Joseph Wilcox

Personal information
- Full name: Joseph Wilcox
- Date of birth: 23 March 1887
- Place of birth: Walsall, England
- Date of death: 29 May 1964 (aged 77)
- Place of death: Walsall, England
- Height: 5 ft 6 in (1.68 m)
- Position(s): Outside right

Youth career
- Stourbridge Standard
- 1902–1903: Cradley Heath
- 1903–1906: Dudley

Senior career*
- Years: Team / Apps / (Gls)
- 1906–1908: Aston Villa / 6 / (0)
- 1908–1911: Birmingham / 47 / (1)
- 1911–1912: Southampton / 27 / (5)
- 1912–1916: Wellington Town

= Joseph Wilcox =

English footballer

Joseph Wilcox (23 March 1887 – 29 May 1964) was an English professional footballer who played as an outside right for various clubs in the years preceding the First World War.

==Football career==
Wilcox was born in Walsall, Worcestershire and joined Aston Villa, initially as an amateur, in March 1906 before signing as a professional in November 1907. He only played six games in the Football League for Aston Villa, before joining Birmingham in a part-exchange deal involving George Travers in November 1908.

He was a winger who enjoyed beating opposing defenders, and was a creator of chances for others rather than a goalscorer.

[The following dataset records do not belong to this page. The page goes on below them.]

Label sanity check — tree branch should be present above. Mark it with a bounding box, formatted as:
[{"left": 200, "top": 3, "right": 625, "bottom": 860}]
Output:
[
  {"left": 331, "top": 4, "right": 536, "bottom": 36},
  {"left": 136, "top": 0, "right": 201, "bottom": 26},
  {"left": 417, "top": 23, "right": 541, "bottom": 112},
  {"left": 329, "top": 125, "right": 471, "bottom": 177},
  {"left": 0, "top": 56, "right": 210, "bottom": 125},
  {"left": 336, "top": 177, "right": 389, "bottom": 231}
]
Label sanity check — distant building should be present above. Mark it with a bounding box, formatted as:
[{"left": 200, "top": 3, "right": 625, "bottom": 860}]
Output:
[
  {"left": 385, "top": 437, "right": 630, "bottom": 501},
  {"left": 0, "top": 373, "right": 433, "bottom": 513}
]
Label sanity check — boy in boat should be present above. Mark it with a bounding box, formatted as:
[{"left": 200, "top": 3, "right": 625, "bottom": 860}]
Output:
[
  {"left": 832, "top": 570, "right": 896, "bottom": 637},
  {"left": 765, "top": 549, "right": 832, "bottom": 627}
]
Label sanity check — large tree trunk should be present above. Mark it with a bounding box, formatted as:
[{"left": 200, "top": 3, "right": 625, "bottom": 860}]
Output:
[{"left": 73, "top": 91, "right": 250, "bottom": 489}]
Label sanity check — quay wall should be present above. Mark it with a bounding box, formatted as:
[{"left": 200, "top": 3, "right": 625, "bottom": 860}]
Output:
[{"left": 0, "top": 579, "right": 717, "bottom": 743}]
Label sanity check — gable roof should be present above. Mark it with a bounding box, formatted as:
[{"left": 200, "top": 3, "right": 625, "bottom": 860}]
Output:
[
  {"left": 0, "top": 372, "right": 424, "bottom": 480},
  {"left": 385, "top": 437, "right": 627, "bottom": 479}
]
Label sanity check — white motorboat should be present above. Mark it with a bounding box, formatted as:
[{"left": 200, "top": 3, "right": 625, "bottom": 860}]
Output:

He played 48 games for Birmingham in all competitions before moving on to Southampton in May 1911.

Southampton's newly appointed manager, George Swift, spent a total of £820 on transfers, recruiting eleven new players during May and June 1911. Wilcox was one of the few of these signings who did himself justice in the new season, which ended in a 16th-place finish in the Southern League resulting in Swift's resignation. Playing at outside-right, Wilcox possessed speed and was able to deliver a variety of crosses, and also had the ability to "manoeuvre astutely" to beat the opposing full-back. He scored four goals in his first eleven games, but his form dipped towards the latter part of the season and, in March 1912, he lost his place to Sid Kimpton.

After the end of his one season at The Dell he dropped into non-league football with Wellington Town.

He died in Walsall on 29 May 1964, aged 77.